My hypnotherapist, Dr Chong emailed me a link to this intertesting article. If you like to read it immediately, you can find it here.
Have you ever wondered if cancer patients have some form of common traits? If we know what these traits are and if you find yourself fitting into the description, then you can do something before cancer comes. Prevention is better than cure.
I have also read some books that attemps to provide some of the traits of cancer patients and I think the traits provided in this article seems more plausible. Due to the length of the article, it will appear into four or five parts.
Part 1
W. Douglas Brodie, MD: In dealing with many thousands of cancer patients over the past 28 years, it has been my observation that there are certain personality traits present in the cancer-susceptible individual. These traits are as follows:
1. Being highly conscientious, caring, dutiful, responsible, hard-working, and usually of above average intelligence.
2. Exhibits a strong tendency toward carrying other people's burdens and toward taking on extra obligations, and often "worrying for others."
3. Having a deep-seated need to make others happy. Being a "people pleaser" with a great need for approval.
4. Often lacking closeness with one or both parents, which sometimes, later in life, results in lack of closeness with spouse or others who would normally be close.
5. Harbours long-suppressed toxic emotions, such as anger, resentment and/or hostility. The cancer-susceptible individual typically internalizes such emotions and has great difficulty expressing them.
6. Reacts adversely to stress, and often becomes unable to cope adequately with such stress. Usually experiences an especially damaging event about 2 years before the onset of detectable cancer. The patient is not able to cope with this traumatic event or series of events, which comes as a "last straw" on top of years of suppressed reactions to stress.
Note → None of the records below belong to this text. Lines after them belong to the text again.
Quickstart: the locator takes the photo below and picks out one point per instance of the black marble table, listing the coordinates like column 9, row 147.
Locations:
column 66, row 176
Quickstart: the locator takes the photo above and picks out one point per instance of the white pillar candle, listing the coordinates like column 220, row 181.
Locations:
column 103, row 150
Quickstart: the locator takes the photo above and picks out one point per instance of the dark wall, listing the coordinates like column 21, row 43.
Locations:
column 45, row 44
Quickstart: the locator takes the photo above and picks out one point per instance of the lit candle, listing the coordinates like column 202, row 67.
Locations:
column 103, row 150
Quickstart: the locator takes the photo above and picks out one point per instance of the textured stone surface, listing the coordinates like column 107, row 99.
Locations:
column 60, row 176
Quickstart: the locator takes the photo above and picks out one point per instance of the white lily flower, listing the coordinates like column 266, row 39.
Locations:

7. Has an inability to resolve deep-seated emotional problems and conflicts, usually beginning in childhood, often even being unaware of their presence.
Typical of the cancer-susceptible personality, as noted above, is the long-standing tendency to suppress "toxic emotions", particularly anger. Usually beginning in childhood, this individual has held in their hostility and other unacceptable emotions. More often than not, this feature of the affected personality has its origins in feelings of rejection by one or both parents. Whether these feelings of rejection are justified or not, the individual perceives this rejection as real, and this results in a lack of closeness with the "rejecting" parent, followed later in life by a lack of closeness with spouses and others with whom close relationships
would normally develop. Those at the higher risk for cancer tend to develop feelings of loneliness as a result of their having been deprived of affection and acceptance earlier in life, even if this is only their perception. They have a tremendous need for approval and acceptance, and develop a very high sensitivity to the needs of others while suppressing their own emotional needs.
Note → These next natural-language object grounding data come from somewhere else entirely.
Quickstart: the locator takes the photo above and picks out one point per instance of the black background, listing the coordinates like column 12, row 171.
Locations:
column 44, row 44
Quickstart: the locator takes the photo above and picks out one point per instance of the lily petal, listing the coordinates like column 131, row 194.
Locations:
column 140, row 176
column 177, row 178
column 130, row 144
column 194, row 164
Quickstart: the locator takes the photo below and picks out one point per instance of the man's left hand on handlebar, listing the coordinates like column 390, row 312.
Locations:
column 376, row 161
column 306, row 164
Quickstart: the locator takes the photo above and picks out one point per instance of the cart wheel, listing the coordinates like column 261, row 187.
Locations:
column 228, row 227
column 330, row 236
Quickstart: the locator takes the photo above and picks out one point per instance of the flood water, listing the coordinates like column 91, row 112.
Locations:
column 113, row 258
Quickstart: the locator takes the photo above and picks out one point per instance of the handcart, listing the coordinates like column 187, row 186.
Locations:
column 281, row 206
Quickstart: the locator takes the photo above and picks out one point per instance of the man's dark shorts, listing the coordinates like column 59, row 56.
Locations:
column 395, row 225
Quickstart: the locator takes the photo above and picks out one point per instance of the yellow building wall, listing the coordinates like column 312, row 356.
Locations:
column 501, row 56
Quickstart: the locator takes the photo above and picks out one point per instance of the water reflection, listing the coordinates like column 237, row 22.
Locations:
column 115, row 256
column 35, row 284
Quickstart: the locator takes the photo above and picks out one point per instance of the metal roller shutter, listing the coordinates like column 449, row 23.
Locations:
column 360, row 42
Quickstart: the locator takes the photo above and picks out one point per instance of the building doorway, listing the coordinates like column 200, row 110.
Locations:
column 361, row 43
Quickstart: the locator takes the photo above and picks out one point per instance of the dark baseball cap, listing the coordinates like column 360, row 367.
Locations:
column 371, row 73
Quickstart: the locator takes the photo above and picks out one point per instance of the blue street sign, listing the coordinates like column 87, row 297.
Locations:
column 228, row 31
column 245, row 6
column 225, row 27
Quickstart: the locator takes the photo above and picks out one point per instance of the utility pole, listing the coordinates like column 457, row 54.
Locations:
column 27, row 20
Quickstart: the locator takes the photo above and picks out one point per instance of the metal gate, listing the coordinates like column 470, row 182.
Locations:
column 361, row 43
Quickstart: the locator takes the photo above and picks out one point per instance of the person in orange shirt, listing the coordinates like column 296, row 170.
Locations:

They become the "caretakers" of the world, showing great compassion and caring for others, and will go out of their way to look after others. They are very reluctant to accept help from others, fearing that it may jeopardize their role as the caretaker. Throughout their childhood they have been typically taught "not to be selfish", and they take this to heart as a major lifetime objective. All of this is highly commendable in our culture, but must be somehow modified in the case of the cancer patient. A distinction needs to be made here between the "care-giving" and the "care-taking" personality. There is nothing wrong with care-giving, of course,
but the problem arises when the susceptible individual derives their entire worth, value and identity from their role as "caretaker". If this very important shift cannot be made, the patient is stuck in this role, and the susceptibility to cancer greatly increases.
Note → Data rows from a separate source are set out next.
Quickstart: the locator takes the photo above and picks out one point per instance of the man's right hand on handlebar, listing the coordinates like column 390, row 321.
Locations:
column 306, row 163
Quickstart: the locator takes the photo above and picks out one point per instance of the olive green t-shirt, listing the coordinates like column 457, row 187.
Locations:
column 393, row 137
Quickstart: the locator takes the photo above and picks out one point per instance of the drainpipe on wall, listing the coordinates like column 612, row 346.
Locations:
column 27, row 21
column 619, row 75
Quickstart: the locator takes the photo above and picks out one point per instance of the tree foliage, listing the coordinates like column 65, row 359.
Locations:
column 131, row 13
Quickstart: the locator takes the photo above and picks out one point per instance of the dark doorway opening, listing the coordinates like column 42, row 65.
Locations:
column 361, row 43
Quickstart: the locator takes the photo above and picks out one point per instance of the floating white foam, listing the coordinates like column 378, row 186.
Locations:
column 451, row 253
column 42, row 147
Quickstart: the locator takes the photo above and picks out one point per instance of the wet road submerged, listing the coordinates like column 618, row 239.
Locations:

As already stated, a consistent feature of those who are susceptible to cancer appears to be that they "suffer in silence", and bear their burdens without complaint. These burdens of their own as well as the burdens of others weigh heavily upon these people through a lifetime of emotional suppression. The carefree extrovert, on the other hand, seems to be far less vulnerable to cancer than the caring introvert described above.
How one reacts to stress appears to be a major factor in the larger number of contributing causes of cancer. Most cancer patients have experienced a highly stressful event, usually about 2 years prior to the onset of detectable disease. This traumatic event is often beyond the patient's control, such as the loss of a loved one, loss of a business, job, home, or some other major disaster. The typical cancer personality has lost the ability to cope with these extreme events, because his/her coping mechanism lies in his/her ability to control the environment. When this control is lost, the patient has no other way to cope.
Major stress causes suppression of the immune system, and does so more verwhelmingly in the cancer-susceptible individual than in others. Thus personal tragedies and excessive levels of stress appear to combine with the underlying personality described above to bring on the immune deficiency which allows cancer to thrive.